Overall, the structure looked tattered. There were brown pits in the surface that resembled bruises, and remnants of the outer tissue hung torn along some of the wires which had apparently snapped and never been removed for the possibility of disrupting more of the tissue. The Dyssian core was far healthier than this pathetic construct, which hung onto life as its creators forced it.
Kieriell recalled the psionic event two and a half years ago, which had brought him and Rai Jinn to meet, and ultimately led to this whole abduction. It had all begun with this sad, corrupted thing.
Before Kieriell could ponder it further, he was pulled toward an area of the wall where the population of vines extended outward and looped back. He cried out as the clothes were stripped from him, his limbs pulled in each direction.
He fought at the guards, but with the effort his head began to pound again, and fighting reduced to mere squirming. They spun him around and pressed him backward into the vines. He gasped hopelessly as his arms were spread and raised, and the vines responded, slithering down and curling around his wrists. Others slid over his shoulders
and down across his chest, around his waist and between his legs where they constricted around his genitals.
Tears of humiliation burned his eyes, and the sensation of pigment flow told him he was flashing a serpentine glare. His talons extended, clawing at the vines within reach, but more of the soft, wettish tissue slipped over his palms and pulled his fingers back tight. Another made its way around his head through his hair, leaving a gooey trail on his scalp. It wound around his forehead, avoiding the psi-inhibitor, and pulled his head back and up. He felt tinier fingers sprout up between his toes to meet the larger ones winding down around his legs and ankles.
Just when he thought they would engulf him entirely, they stopped moving and left some parts of his body bare, particularly his neck, inner arms, his torso, thighs, and knees. He looked out from the entrapment at the kai and the attendants, all gazing back emotionlessly. Then his body began to grow numb as the vines made a slurping noise and he felt something oozing over his skin.
The kai watched as the subject was finally adjusted before he spoke again. "The neural flesh is designed to hold a test subject safely and comfortably. Right now you should be experiencing the balm which they are secreting. It's a powerful anesthetic."

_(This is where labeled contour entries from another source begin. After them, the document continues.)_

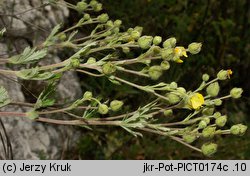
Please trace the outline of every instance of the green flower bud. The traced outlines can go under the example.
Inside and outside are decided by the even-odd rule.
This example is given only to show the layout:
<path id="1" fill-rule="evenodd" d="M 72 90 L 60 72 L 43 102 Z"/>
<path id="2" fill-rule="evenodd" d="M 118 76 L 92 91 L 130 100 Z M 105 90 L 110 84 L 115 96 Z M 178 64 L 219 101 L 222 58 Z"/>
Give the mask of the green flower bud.
<path id="1" fill-rule="evenodd" d="M 242 88 L 233 88 L 231 91 L 230 91 L 230 95 L 232 98 L 240 98 L 241 97 L 241 94 L 243 92 L 243 89 Z"/>
<path id="2" fill-rule="evenodd" d="M 186 91 L 186 89 L 184 87 L 178 87 L 177 92 L 180 92 L 181 94 L 186 94 L 187 93 L 187 91 Z"/>
<path id="3" fill-rule="evenodd" d="M 206 116 L 213 115 L 214 113 L 214 108 L 205 108 L 202 110 L 202 114 Z"/>
<path id="4" fill-rule="evenodd" d="M 153 37 L 152 36 L 142 36 L 138 39 L 138 45 L 142 48 L 142 49 L 148 49 L 151 47 L 152 44 L 152 40 Z"/>
<path id="5" fill-rule="evenodd" d="M 233 135 L 243 136 L 247 131 L 247 126 L 242 124 L 233 125 L 230 128 L 230 132 Z"/>
<path id="6" fill-rule="evenodd" d="M 213 138 L 216 132 L 216 127 L 208 126 L 202 130 L 202 136 L 205 138 Z"/>
<path id="7" fill-rule="evenodd" d="M 161 47 L 159 46 L 152 46 L 150 49 L 153 50 L 154 54 L 159 54 L 161 52 Z"/>
<path id="8" fill-rule="evenodd" d="M 204 120 L 201 120 L 198 124 L 199 129 L 204 129 L 207 127 L 207 123 Z"/>
<path id="9" fill-rule="evenodd" d="M 153 39 L 153 44 L 154 45 L 159 45 L 162 41 L 162 38 L 161 36 L 155 36 L 154 39 Z"/>
<path id="10" fill-rule="evenodd" d="M 90 15 L 88 13 L 85 13 L 84 16 L 83 16 L 83 19 L 84 20 L 89 20 L 90 19 Z"/>
<path id="11" fill-rule="evenodd" d="M 224 127 L 227 122 L 227 116 L 220 116 L 216 118 L 215 123 L 219 127 Z"/>
<path id="12" fill-rule="evenodd" d="M 133 30 L 130 34 L 131 38 L 134 40 L 138 40 L 141 37 L 141 33 L 137 30 Z"/>
<path id="13" fill-rule="evenodd" d="M 218 82 L 210 84 L 207 89 L 207 94 L 210 95 L 211 97 L 216 97 L 219 94 L 220 91 L 220 86 Z"/>
<path id="14" fill-rule="evenodd" d="M 226 80 L 226 79 L 228 79 L 228 71 L 227 70 L 221 70 L 221 71 L 219 71 L 219 73 L 217 74 L 217 78 L 219 80 Z"/>
<path id="15" fill-rule="evenodd" d="M 177 89 L 178 84 L 177 84 L 176 82 L 171 82 L 171 83 L 169 84 L 169 87 L 170 87 L 171 89 Z"/>
<path id="16" fill-rule="evenodd" d="M 120 26 L 122 25 L 122 21 L 121 21 L 121 20 L 115 20 L 115 21 L 114 21 L 114 25 L 115 25 L 116 27 L 120 27 Z"/>
<path id="17" fill-rule="evenodd" d="M 172 116 L 173 115 L 173 110 L 172 109 L 167 109 L 163 112 L 164 116 Z"/>
<path id="18" fill-rule="evenodd" d="M 183 140 L 188 143 L 188 144 L 191 144 L 192 142 L 194 142 L 196 140 L 196 135 L 195 134 L 184 134 L 182 136 Z"/>
<path id="19" fill-rule="evenodd" d="M 152 80 L 157 80 L 162 75 L 161 66 L 155 65 L 149 68 L 148 75 Z"/>
<path id="20" fill-rule="evenodd" d="M 101 23 L 106 23 L 109 20 L 109 16 L 106 13 L 103 13 L 97 17 L 97 20 Z"/>
<path id="21" fill-rule="evenodd" d="M 123 102 L 122 101 L 119 101 L 119 100 L 113 100 L 111 101 L 110 103 L 110 108 L 112 109 L 112 111 L 118 111 L 121 109 L 123 105 Z"/>
<path id="22" fill-rule="evenodd" d="M 130 48 L 129 47 L 122 47 L 122 51 L 125 53 L 125 54 L 128 54 L 130 52 Z"/>
<path id="23" fill-rule="evenodd" d="M 168 70 L 170 68 L 170 64 L 168 61 L 162 61 L 161 62 L 161 68 L 162 70 Z"/>
<path id="24" fill-rule="evenodd" d="M 205 81 L 205 82 L 208 81 L 209 80 L 209 75 L 208 74 L 203 74 L 202 75 L 202 80 Z"/>
<path id="25" fill-rule="evenodd" d="M 80 65 L 80 60 L 79 60 L 79 58 L 76 58 L 76 57 L 71 58 L 71 59 L 70 59 L 70 65 L 71 65 L 73 68 L 79 67 L 79 65 Z"/>
<path id="26" fill-rule="evenodd" d="M 216 112 L 216 113 L 214 113 L 214 118 L 219 118 L 221 116 L 221 113 L 220 112 Z"/>
<path id="27" fill-rule="evenodd" d="M 220 100 L 220 99 L 214 100 L 214 105 L 215 105 L 215 106 L 220 106 L 220 105 L 222 105 L 222 100 Z"/>
<path id="28" fill-rule="evenodd" d="M 92 92 L 90 92 L 90 91 L 86 91 L 86 92 L 83 94 L 83 98 L 84 98 L 85 100 L 91 100 L 92 97 L 93 97 L 93 95 L 92 95 Z"/>
<path id="29" fill-rule="evenodd" d="M 169 39 L 165 40 L 165 42 L 163 42 L 164 48 L 174 48 L 175 45 L 176 45 L 176 38 L 174 38 L 174 37 L 169 38 Z"/>
<path id="30" fill-rule="evenodd" d="M 94 63 L 96 63 L 96 59 L 94 57 L 90 57 L 90 58 L 88 58 L 86 63 L 87 64 L 94 64 Z"/>
<path id="31" fill-rule="evenodd" d="M 161 50 L 161 57 L 164 60 L 170 61 L 174 57 L 174 50 L 172 48 L 163 48 Z"/>
<path id="32" fill-rule="evenodd" d="M 206 143 L 201 147 L 201 151 L 205 156 L 212 156 L 217 152 L 218 145 L 215 143 Z"/>
<path id="33" fill-rule="evenodd" d="M 98 112 L 100 114 L 107 114 L 109 112 L 109 108 L 105 104 L 99 104 L 99 106 L 98 106 Z"/>
<path id="34" fill-rule="evenodd" d="M 82 13 L 84 10 L 86 10 L 88 7 L 88 4 L 84 1 L 81 1 L 81 2 L 78 2 L 76 4 L 76 10 L 79 12 L 79 13 Z"/>
<path id="35" fill-rule="evenodd" d="M 115 65 L 113 65 L 111 62 L 107 62 L 102 66 L 102 72 L 105 75 L 110 75 L 116 71 Z"/>
<path id="36" fill-rule="evenodd" d="M 176 104 L 181 100 L 181 97 L 179 97 L 178 95 L 174 93 L 168 93 L 166 97 L 168 98 L 168 101 L 170 104 Z"/>
<path id="37" fill-rule="evenodd" d="M 201 51 L 202 44 L 201 43 L 191 43 L 188 45 L 188 51 L 191 54 L 198 54 Z"/>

Salty water rivered off Kieriell's face and spattered onto the vines branching across his chest. "Damn. . . you. . ."
"My technicians will be taking various tissue samples, blood and other bodily fluids. In addition, I would suggest that you volunteer some of your experiences with teleporting."
Too shocked to speak any more, Kieriell felt a cold stone swelling in his chest, his hopes falling away from him. He could never have expected this. He closed his eyes tight, squeezing out the last of the tears. First came the needles and tubes that were inserted into his neck and arms. A tube was forced into his mouth and down his trachea to regulate his breathing.